Most of us have an awareness that food and mental stimulation are required sources of energy to be physically and mentally healthy. But how often do we take a step back to examine the energy required to sustain spiritual health? Or the source(s) we’ve allowed to provide this energy?

>>> Overall wellness includes body and soul <<<

As with the physical body, our spiritual body requires energy to be healthy. And like the physical body, there are sources of energy that are better suited to maintain the spiritual body than others. Let’s relate spirituality to food. It’s safe to say that most fast food is not healthy for you. It may be quick and convenient, but the nutrition level is extremely low…much like negativity/judgment/hate…all quick and easy to feel. The most nutritional food you can have tends to be food you make for yourself.

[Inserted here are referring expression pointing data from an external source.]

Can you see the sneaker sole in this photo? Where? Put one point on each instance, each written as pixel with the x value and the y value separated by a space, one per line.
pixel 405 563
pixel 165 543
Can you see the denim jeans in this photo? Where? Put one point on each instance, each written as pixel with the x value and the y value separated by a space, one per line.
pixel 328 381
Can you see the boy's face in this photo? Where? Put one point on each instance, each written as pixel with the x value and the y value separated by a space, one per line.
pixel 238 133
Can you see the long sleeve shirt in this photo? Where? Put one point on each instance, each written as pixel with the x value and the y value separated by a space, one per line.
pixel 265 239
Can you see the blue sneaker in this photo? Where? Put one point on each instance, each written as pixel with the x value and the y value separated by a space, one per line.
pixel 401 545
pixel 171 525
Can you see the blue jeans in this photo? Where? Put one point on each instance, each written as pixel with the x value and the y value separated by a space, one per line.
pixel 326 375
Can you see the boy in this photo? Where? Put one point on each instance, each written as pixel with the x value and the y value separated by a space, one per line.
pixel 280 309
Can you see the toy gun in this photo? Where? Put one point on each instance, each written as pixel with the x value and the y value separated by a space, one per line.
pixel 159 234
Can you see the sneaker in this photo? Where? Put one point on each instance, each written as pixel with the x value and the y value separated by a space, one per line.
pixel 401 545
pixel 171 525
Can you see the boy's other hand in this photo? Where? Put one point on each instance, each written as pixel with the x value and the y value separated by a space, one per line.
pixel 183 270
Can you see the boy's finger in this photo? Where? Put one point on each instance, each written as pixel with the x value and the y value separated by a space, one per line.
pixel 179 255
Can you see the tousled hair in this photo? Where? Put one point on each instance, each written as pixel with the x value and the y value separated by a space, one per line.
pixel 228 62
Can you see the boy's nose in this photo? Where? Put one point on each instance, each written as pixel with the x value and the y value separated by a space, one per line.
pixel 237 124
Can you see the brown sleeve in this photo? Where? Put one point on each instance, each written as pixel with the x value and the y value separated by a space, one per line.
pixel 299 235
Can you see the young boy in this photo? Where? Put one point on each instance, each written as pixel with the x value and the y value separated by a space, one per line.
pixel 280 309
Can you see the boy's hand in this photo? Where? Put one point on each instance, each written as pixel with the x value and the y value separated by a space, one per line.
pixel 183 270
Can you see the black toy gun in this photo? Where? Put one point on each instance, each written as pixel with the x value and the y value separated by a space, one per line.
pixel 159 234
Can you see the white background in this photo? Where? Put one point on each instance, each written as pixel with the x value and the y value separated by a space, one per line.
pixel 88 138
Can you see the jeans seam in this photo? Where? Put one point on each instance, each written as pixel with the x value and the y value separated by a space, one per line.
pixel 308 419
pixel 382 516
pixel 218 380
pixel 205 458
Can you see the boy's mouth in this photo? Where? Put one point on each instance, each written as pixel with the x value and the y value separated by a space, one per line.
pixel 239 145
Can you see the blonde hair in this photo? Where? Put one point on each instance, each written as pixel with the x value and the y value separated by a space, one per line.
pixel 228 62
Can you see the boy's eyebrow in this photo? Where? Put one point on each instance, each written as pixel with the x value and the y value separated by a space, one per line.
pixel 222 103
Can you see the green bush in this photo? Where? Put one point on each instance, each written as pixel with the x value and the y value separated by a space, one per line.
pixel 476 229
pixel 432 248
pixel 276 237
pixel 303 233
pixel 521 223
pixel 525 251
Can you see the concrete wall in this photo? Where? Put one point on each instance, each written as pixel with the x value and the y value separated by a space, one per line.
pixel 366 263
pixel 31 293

Although it may be more difficult and take a bit longer, the preparation yields more nutritional and healthier results…much like love/patience/kindness.

When we take the time and connect directly to the source that is infinite love for us (whatever that source might be), we are preparing our own spiritual food, which will generate a stronger yield of love. We are all our own beautiful connection to love and love energy can naturally flow through us if we allow it. The energy then has an opportunity to flow from us and build love energy blended with love energy, until we’re all in a reality filled with love/patience/kindness.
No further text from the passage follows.